大学3年での公認会計士合格。内面と向き合うことで見えたキャリアの転機

Q:大学3年時に公認会計士に合格されていらっしゃいますね。

土屋英希さん(以下 土屋):

正直言いますと会計士って何をする仕事かよくわかっていなかったんですね。大学が経営学部経済学科だったので卒業するまでに何か1つ資格を取ろうと在学中にいろいろ考えたり調べたりしました。どうやら税理士ですと何年かにわたって科目合格をして、それを積み重ねて合格まで至ることができる。どうもそれは性に合わない。一発で試験の合否が決まる方が自分には合っているなということで、結果会計士になりました。たぶん好奇心旺盛で飽きっぽいというのが一番なんでしょうね。

そこで親に頼んだことが2つありまして。1つめは、「頼むから大学生活の最初の1年間だけは遊ばせてくれ」と。2つめは、その1年後に「調べてみたところ会計士を受けたい」と。で、受けたいんだけれども遊びに専念していたのでもちろんバイトなんかしておらず(笑)お金がありません。そこで「ダブルスクールのための受講料を貸してください」と。そして、「申し訳ないけれども一発で合格したら全額踏み倒させてください」と(笑)。

ただ合格した当時、監査法人が就職をしぼり始めた時期で、就職面接に行ったら「大学3年生は帰ってください」というのが第一声だったんですね。

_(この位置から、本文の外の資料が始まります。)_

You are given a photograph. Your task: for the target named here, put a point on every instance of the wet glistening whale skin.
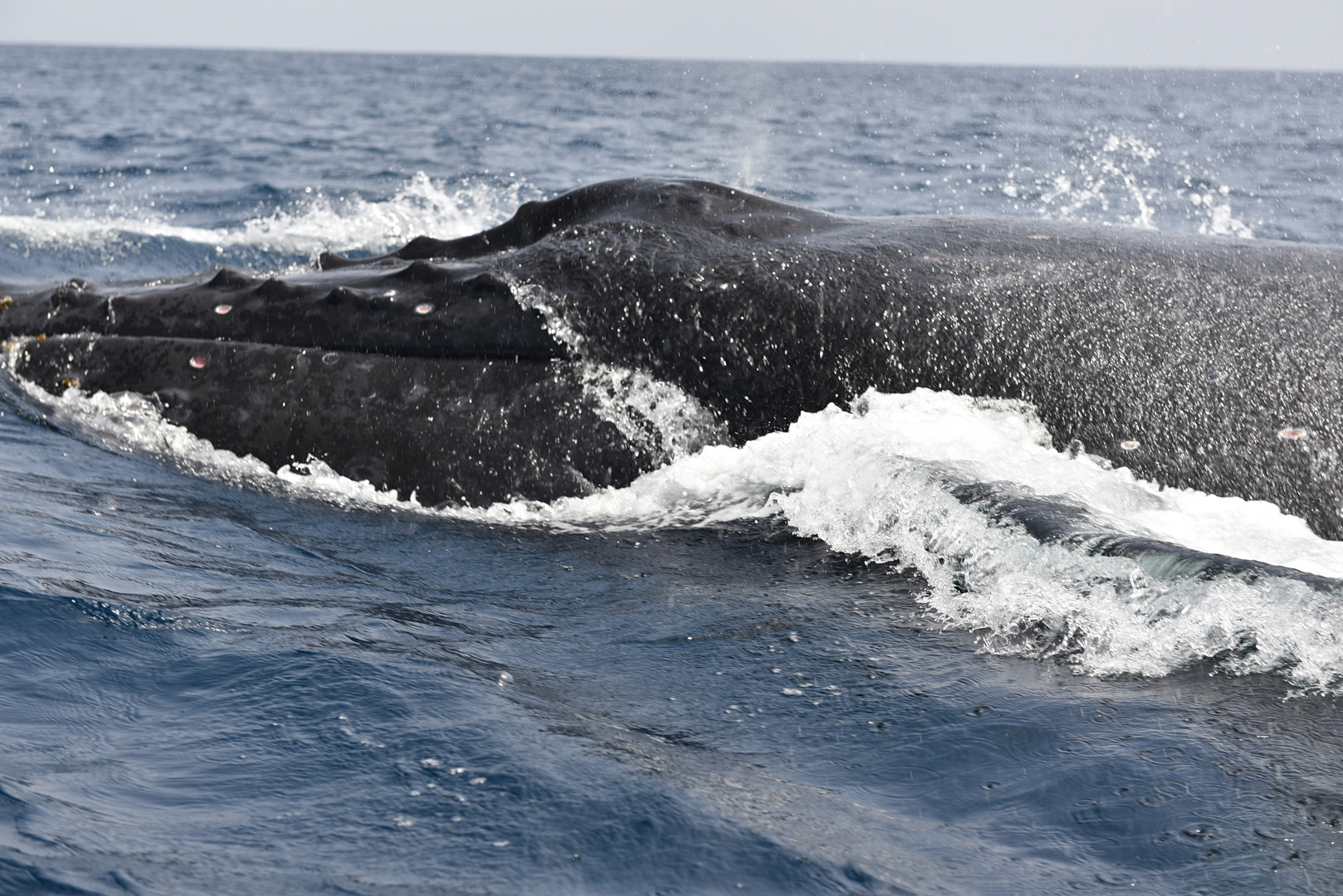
(464, 370)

どうしようかな、来年まで1年待とうかなと思っているときに周りが就職活動で動き始める。会計士二次試験も合格したことだし、いろいろな企業を見てみたいという気持ちを持ちつつ、なんとなく金融を見ている中でご縁があった三井信託銀行(現:三井住友信託銀行)に決めました。が、実のところ、内定をいただくまで信託銀行が普通の銀行となにが違うのかもよくわかっていませんでした。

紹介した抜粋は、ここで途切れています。